# startup password problem



## coconut (May 20, 2004)

A few seconds into starting up my (other) computer, right after the screen where you can enter set up a password box comes up... and wont go any further, can't even get into setup cause it does the same thing... is there any hope of finding the password? cause I don't recall setting one up in setup.
Any help appreciated

thanks

operating Win98 se by the way


----------



## Firah (Apr 22, 2003)

Hi, *coconut*!

If I'm reading you correctly, it seems like you need to clear CMOS to get rid of the BIOS password.
This can be done by a 3-pin jumper somewhere near the battery (move jumper from pins 1-2 to pins 2-3....or other way 'round), or removing the battery itself, for about half-an-hour.


----------



## coconut (May 20, 2004)

thanks Firah that did the trick... now I got another problem.
It wont load windows... it gets to the point where it usually says loading windows but the next screen says:-

"press home key to choose local disk"

if I press it it says:-

"DISK BOOT FAILURE, INSERT SYSTEM DISK AND PRESS ENTER"

if I leave it it goes to the following screen:-

"WARNING: The cable may be disconnected from your board.

Halfduplex environment

RPL-ROM-ADR: 0007 9558 93D9
RPL-ROM-IRQ: 11
RPL-ROM-PI0: EC00

RPL-ROM-FFC: (counts up to 50 twice) then: DISK BOOT FAILURE, INSERT SYSTEM DISK AMD PRESS ENTER"

If however I use a windows startup disk I get this screen come up:-

1- Start computer with CD-ROM Support
2- Start the computer without CD-ROM support
3- View the help file


Option 1 takes me to the following screen:-

Microsoft Windows 98 CD-ROM Setup Menu
----------------------------------------

1- Boot from Hard Disk
2- Boot from CD-ROM

the first just flicks back to this screen after the countdown
the second option takes you to the following screen:-

Microsoft Windows Setup Menu
----------------------------

1- Start Windows setup from CD
2- Start Windows with CD-ROM support
3- Start Windows without CD-ROM support

1 takes you to this message

"Setup cannot install Windows98 on your Computer

Your computer does not have a hard disk, your hard disk is not functioning correctly, or your hard disk requires a special device driver.

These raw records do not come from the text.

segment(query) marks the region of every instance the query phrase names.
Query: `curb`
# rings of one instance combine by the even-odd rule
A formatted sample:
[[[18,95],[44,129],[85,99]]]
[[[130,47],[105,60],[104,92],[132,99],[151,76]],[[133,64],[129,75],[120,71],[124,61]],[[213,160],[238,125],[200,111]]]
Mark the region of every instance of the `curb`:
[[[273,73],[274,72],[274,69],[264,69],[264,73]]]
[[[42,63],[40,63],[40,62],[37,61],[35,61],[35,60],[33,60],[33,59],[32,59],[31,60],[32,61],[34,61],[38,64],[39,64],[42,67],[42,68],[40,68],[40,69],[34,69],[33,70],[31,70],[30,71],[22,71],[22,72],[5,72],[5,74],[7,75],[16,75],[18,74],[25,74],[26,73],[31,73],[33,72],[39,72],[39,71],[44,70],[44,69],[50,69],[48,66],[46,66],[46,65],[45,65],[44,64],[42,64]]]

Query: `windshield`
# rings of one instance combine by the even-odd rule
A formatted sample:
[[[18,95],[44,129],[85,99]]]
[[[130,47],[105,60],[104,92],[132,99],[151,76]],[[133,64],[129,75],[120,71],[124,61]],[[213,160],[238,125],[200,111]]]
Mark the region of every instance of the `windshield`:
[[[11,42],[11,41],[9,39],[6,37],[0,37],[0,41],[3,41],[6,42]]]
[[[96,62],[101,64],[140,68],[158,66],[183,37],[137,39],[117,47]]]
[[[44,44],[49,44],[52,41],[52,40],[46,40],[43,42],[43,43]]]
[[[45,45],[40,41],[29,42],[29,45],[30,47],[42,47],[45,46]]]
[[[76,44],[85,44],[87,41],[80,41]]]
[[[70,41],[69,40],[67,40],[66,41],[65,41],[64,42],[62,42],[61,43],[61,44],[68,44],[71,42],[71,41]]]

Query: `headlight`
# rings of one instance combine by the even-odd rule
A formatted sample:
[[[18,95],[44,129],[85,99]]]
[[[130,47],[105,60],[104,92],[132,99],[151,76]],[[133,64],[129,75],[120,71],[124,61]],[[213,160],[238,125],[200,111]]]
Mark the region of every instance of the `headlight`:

Contact your vendor for assistance"

-----------------------------------------------------------------------

option 2 (Start computer without CD-ROM support) takes me to:-

"Preparing to start your computer
This may take a few minutes. please wait...

Windows has detected that drive C does not contain a valid FAT or FAT32 partition. There are several causes

1 ...... drive my need partitioning....
2 ...... maybe using 3rd party disk-partitioning software....
3 ...... Some viruses also cause your drive c to not register, you can use a virus scanning program to check your computer.

The diagnostic tools were successfully loaded to drive C

To get help, type HELP and press ENTER

A:\ "

if I press help, it takes nme to another screen but all I can use is scandisk and it says that all drives have NO problems.

I don't really know what's going on... is there any way I cant make a boot disk for this machine in its condition as it is?... or is the hard drive just conked out?!!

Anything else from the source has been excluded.